We stayed in America with our mother in Far Hills, New Jersey all through the war. Our father Gerald Balding, who was English and a famous polo player, fought in the war - with the Life Guards.
After the war he took us all back to England where he set up as a racehorse trainer. We were both sent to school - first at Beaudesert Park and then to Marlborough College. In the holidays we quickly became cheap labour for him and found ourselves mucking out and then riding the racehorses.
Toby was always going to be too big to be a jockey, so being smaller I was the one destined to be the jockey and Toby the future trainer. In spite of that Toby actually rode a few winners under National Hunt rules – jump winners and a few point-to- point winners too.
Our father trained at Westonbirt in Gloucestershire for a few years and then moved to Bishops Cannings in Wiltshire. After a few years there he moved finally to a large stable at Weyhill near Andover.
All this time his main patron was the American newspaper publisher, philanthropist and sportsman John Hay (Jock) Whitney, who was also Toby`s Godfather. Toby, by the way, was christened Gerald Barnard Balding, but was always called Toby (after a great family friend) so as to distinguish him from his father.
Sadly our father died of cancer in 1956, and with Jock Whitney`s blessing, Toby who was then 20 and had recently returned from doing his National Service with the Life Guards, took over the training licence. He became the youngest ever trainer to have held a licence in this country.

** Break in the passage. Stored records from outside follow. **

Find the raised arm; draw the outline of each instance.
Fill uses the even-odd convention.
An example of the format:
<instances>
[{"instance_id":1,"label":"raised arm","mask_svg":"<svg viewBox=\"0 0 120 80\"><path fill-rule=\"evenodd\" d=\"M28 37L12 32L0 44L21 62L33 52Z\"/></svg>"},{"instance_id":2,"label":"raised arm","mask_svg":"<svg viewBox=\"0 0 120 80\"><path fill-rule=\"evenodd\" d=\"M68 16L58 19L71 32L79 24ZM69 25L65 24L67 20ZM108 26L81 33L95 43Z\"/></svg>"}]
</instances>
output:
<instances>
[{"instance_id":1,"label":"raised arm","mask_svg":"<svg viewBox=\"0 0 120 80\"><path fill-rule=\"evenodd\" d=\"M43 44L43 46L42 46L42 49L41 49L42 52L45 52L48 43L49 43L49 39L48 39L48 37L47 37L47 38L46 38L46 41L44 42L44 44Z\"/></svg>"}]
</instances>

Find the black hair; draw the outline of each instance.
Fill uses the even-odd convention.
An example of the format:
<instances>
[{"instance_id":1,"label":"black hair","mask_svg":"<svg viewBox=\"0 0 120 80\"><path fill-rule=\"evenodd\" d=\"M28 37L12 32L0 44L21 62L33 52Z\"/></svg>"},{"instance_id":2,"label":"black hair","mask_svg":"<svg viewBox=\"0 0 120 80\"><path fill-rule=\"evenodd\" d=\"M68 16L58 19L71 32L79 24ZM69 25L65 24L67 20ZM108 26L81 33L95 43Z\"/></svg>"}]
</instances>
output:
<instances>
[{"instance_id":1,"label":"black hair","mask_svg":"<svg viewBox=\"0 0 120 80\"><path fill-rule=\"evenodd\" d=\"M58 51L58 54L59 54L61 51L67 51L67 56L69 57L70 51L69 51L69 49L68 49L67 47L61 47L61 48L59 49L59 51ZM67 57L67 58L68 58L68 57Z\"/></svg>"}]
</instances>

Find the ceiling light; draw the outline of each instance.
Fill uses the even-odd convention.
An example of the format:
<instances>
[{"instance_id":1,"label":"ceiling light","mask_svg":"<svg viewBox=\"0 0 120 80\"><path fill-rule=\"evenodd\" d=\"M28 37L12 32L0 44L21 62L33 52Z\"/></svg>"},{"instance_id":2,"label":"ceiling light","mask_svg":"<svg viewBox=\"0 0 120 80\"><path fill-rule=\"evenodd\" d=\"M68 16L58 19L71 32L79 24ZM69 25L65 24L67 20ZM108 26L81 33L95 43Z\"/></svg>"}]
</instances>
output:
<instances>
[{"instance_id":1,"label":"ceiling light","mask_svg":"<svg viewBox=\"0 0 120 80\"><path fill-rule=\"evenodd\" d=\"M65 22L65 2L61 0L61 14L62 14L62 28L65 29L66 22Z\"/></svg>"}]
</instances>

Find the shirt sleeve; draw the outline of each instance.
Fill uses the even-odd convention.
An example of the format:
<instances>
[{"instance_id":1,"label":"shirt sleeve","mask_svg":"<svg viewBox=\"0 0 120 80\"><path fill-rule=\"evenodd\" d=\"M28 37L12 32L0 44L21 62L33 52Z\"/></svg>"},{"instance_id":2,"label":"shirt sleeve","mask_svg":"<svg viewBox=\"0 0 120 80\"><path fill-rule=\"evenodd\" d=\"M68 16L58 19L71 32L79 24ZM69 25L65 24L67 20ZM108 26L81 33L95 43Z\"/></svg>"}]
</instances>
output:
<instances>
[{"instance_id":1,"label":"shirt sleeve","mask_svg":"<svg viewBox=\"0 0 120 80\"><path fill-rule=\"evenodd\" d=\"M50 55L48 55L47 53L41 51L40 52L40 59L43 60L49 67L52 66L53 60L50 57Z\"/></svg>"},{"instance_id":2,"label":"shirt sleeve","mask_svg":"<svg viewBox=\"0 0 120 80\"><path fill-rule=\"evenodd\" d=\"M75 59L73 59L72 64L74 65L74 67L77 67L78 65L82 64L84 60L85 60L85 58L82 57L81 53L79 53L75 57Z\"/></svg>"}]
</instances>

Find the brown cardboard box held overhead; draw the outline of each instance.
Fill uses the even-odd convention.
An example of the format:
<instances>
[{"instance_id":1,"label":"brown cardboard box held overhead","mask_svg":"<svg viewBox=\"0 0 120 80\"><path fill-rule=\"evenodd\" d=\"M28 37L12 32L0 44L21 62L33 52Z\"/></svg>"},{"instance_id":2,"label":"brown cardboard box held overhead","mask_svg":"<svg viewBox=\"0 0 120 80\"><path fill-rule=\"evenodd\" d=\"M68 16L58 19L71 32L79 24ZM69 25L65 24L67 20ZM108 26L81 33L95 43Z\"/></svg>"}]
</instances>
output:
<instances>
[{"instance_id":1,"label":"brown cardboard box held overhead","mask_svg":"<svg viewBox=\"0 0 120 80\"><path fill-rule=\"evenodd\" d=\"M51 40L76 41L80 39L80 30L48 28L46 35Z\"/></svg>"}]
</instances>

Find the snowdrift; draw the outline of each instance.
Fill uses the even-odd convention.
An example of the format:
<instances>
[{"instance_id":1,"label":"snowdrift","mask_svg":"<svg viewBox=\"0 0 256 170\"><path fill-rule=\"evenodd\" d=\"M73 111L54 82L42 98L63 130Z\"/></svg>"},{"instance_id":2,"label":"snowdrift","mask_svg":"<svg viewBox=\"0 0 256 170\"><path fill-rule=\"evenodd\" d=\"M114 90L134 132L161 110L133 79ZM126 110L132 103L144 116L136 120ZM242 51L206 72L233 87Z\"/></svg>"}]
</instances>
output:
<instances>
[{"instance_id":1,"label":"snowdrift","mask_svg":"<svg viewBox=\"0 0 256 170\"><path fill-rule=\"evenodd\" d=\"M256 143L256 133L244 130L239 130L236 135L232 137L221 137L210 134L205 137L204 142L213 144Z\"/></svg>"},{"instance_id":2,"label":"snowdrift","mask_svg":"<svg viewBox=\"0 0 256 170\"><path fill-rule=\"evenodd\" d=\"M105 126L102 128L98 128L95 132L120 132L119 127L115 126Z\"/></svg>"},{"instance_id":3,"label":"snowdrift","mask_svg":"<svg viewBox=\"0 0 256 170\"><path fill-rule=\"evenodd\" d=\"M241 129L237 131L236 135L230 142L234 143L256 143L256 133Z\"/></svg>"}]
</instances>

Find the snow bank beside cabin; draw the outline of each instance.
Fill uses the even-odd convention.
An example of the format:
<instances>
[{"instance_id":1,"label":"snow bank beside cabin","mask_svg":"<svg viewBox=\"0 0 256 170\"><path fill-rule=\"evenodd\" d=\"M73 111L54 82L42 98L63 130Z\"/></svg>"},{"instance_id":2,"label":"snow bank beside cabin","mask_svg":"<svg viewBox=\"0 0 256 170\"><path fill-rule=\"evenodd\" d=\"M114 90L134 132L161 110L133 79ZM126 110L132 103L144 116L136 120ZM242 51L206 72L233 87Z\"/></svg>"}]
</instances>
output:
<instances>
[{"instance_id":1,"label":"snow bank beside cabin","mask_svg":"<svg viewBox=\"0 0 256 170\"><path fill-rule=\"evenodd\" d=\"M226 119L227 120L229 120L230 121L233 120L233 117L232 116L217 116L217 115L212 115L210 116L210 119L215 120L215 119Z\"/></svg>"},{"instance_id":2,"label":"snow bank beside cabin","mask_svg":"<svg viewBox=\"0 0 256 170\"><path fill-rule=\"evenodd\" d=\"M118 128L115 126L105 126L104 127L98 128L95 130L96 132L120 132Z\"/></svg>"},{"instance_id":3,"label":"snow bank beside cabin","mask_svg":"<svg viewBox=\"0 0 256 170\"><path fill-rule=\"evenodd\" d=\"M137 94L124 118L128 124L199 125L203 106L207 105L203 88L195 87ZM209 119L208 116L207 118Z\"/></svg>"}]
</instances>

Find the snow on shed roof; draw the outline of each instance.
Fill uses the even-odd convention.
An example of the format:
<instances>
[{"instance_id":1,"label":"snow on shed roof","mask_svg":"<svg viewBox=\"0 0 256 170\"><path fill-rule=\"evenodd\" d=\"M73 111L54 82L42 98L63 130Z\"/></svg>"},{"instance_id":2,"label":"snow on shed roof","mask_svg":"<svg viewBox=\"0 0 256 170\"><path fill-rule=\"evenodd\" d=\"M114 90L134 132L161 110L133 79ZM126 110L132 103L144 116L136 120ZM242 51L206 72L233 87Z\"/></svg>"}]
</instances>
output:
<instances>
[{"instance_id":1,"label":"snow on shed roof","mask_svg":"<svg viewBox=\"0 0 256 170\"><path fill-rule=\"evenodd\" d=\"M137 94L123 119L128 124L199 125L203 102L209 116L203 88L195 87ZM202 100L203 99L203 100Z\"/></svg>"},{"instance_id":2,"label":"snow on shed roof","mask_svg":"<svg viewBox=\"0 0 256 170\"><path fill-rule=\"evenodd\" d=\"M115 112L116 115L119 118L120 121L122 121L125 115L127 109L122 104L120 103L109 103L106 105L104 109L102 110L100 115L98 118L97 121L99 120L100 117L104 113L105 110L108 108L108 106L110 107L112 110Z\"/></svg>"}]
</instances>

Jock Whitney, who by now was the American Ambassador in London, was extremely kind and generous to both of us (he financed my further education at both Millfield and Cambridge University for example) and supported Toby very much with his training career.
My younger brother Robin and sister Gail will be very upset if I don`t mention them. They were born in England after the war. In fact they both went back to the USA with our mother soon after our father died. They both went to college over there, married Americans and have continued to live there ever since.
Toby`s training career was very much helped by a big winner on the flat very early on. He won the Portland Handicap at Doncaster with a horse called New World – and had a big bet on him at 25-1!
However, for many years, he was much better known as one of the leading National Hunt (jump) trainers. He won the Grand National twice – first with Highland Wedding (ridden by Eddie Harty) in 1969 and then again in 1989 with Little Polveir (Jimmy Frost).
He won the Champion Hurdle at Cheltenham with Beech Road (Richard Guest) in 1989 and again in 1991 with Morley Street (Jimmy Frost). He also won the Cheltenham Gold Cup with Cool Ground (Adrian Maguire) in 1992. And so he became one of the few trainers to have won all three of these great races.
Morley Street was the best horse he ever trained winning the Breeders Cup Chase twice in the USA and being voted American Champion Steeplechaser of the Year in America in 1990 and 1991.
Toby always enjoyed racing politics and played a big part in it for many years. He virtually founded the National Trainer`s Federation and was its Chairman for many years. After he retired from training he served on the British Horseracing Board for several years and was awarded the O.B.E. for his services to Racing in 2011. He was elected an Honorary Member of the Jockey Club in 2006.